Unlike human VR goggles, the iMRSIV system, pronounced “immersive,” does not encase the mouse’s head. Instead, the goggles are affixed to the experimental setup and positioned directly in front of the mouse’s face. As the mouse runs stationary on a treadmill, the goggles cover the mouse’s entire viewing field.

A custom holder for the goggles was designed and built, according to John Issa, a postdoctoral fellow in Dombeck’s laboratory and study co-first author. “The entire optical display, which includes the screens and the lenses, completely surrounds the mouse.”

By mapping the mice’s brains, Dombeck and his team found that the brains of goggle-wearing mice were activated in very similar ways as in freely moving animals. And, in side-by-side comparisons, the researchers noticed that goggle-wearing mice engaged with the scene much more quickly than mice with traditional VR systems.

“We went through the same kind of training paradigms that we have done in the past, but mice with the goggles learned more quickly,” Dombeck said. “After the first session, they could already complete the task. They knew where to run and looked to the right places for rewards. We think they actually might not need as much training because they can engage with the environment in a more natural way.”
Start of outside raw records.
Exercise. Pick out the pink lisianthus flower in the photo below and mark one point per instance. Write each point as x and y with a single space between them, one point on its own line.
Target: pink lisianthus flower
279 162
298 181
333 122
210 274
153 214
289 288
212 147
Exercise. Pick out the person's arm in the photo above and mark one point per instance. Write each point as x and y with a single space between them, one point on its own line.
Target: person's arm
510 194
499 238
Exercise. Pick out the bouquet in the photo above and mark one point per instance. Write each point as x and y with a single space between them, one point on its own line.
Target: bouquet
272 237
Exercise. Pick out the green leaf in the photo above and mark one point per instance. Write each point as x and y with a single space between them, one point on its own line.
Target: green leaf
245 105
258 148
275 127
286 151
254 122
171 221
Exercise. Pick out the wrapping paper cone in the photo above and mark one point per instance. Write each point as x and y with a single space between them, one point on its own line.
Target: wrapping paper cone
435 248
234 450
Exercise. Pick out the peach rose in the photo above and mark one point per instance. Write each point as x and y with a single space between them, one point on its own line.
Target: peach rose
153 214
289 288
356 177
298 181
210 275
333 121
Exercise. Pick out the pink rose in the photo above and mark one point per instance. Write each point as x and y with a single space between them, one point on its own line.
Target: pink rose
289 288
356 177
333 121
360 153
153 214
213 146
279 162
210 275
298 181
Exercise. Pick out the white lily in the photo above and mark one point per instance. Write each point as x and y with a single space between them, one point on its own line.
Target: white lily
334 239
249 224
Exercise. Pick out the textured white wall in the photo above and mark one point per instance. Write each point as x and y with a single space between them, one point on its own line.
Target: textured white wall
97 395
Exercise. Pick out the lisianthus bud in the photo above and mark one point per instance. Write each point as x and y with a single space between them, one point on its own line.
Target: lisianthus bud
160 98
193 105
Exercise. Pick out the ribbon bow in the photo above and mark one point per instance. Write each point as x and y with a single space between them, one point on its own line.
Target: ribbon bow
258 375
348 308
Next, the researchers used the goggles to simulate an overhead threat — something that had been previously impossible with current systems. Because hardware for imaging technology already sits above the mouse, there is nowhere to mount a computer screen. The sky above a mouse, however, is an area where animals often look for vital — sometimes life-or-death — information.

“The top of a mouse’s field of view is very sensitive to detect predators from above, like a bird,” said co-first author Dom Pinke, a research specialist in Dombeck’s lab. “It’s not a learned behavior; it’s an imprinted behavior. It’s wired inside the mouse’s brain.”

To create a looming threat, the researchers projected a dark, expanding disk into the top of the goggles — and the top of the mice’s fields of view. In experiments, mice — upon noticing the disk — either ran faster or froze. Both behaviors are common responses to overhead threats. Researchers were able to record neural activity to study these reactions in detail.

“In the future, we’d like to look at situations where the mouse isn’t prey but is the predator,” Issa said. “We could watch brain activity while it chases a fly, for example. That activity involves a lot of depth perception and estimating distances. Those are things that we can start to capture.”

In addition to opening the door for more research, Dombeck hopes the goggles open the door to new researchers. Because the goggles are relatively inexpensive and require less intensive laboratory setups, he thinks they could make neurobiology research more accessible.

“Traditional VR systems are pretty complicated,” Dombeck said. “They’re expensive, and they’re big. They require a big lab with a lot of space. And, on top of that, if it takes a long time to train a mouse to do a task, that limits how many experiments you can do. We’re still working on improvements, but our goggles are small, relatively cheap, and pretty user-friendly as well. This could make VR technology more available to other labs.”